Water Policy Report – 5/11/2009

Activists are urging EPA to update its standards for sewage discharges from large ships, arguing the agency has neglected to update the standards to account for new technology since they were issued more than 30 years ago.

Friends of the Earth (FOE) filed an April 28 petition with EPA asking the agency to set new sewage discharge standards for cruise ships and other large vessels. “The current regulatory program for the treatment of sewage from these and other large vessels is woefully inadequate and has failed to keep up with both the growth of the industry and the development of sewage treatment technologies,” FOE says in the petition. The petition is available on

Although ship sewage discharges are exempted from the National Pollutant Discharge Elimination System standards that govern most point-source discharges, they are regulated under section 312 of the Clean Water Act, which mandates that ships treat sewage before it is discharged into navigable waters.

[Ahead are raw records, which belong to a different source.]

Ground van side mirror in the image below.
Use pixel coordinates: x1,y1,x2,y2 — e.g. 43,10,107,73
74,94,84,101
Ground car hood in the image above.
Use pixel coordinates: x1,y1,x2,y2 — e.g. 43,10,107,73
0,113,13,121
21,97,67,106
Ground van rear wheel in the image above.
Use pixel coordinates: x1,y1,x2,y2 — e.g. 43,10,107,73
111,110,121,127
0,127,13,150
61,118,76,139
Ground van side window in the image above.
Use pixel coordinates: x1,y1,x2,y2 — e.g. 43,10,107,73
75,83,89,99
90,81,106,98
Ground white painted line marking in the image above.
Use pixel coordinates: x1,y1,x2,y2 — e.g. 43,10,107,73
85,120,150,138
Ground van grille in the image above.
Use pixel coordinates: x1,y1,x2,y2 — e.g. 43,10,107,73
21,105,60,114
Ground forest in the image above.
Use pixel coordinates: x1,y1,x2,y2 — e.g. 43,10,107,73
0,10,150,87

The new standards are necessary because EPA has not updated its ship sewage standards since they were set in 1976 and the currently mandated technology is not adequate to meet EPA water quality standards, the petition says. Although newer wastewater treatment systems are economically feasible, only 40 percent of cruise ships in U.S. waters have voluntarily installed the systems, the petition says.

In addition, the standards are necessary because the cruise ship business is rapidly expanding, growing from 500,000 passengers in 1970 to 9.2 million passengers departing from North American ports in 2007, the petition says. Ship size is also growing, with the largest cruise ships having the capacity to discharge 74,000 gallons of sewage a day, the petition says.

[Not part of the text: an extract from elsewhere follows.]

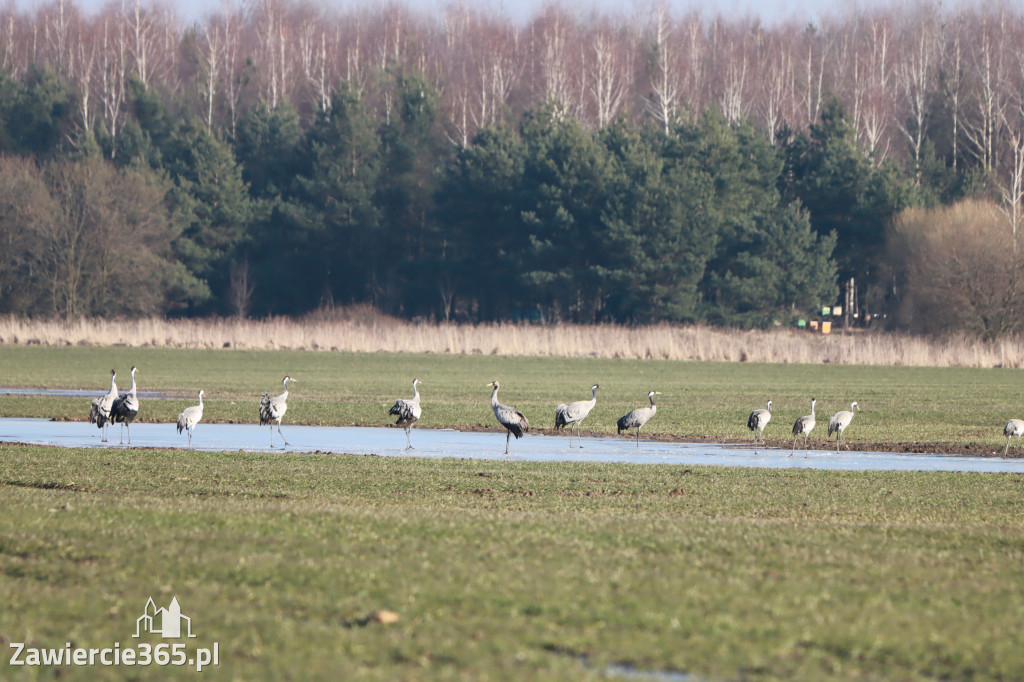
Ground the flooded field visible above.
[0,419,1024,473]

“Unless countered by more stringent sewage regulations, this expected industry growth will exacerbate the health and environmental effects of vessel discharges,” the petition says. Ship sewage can lead to human illness contracted through swimming in polluted water or eating contaminated shellfish and can harm aquatic life by creating oxygen-depleted deadzones or scarring coral reefs, the petition says.


~ by fredfelleman on June 9, 2009.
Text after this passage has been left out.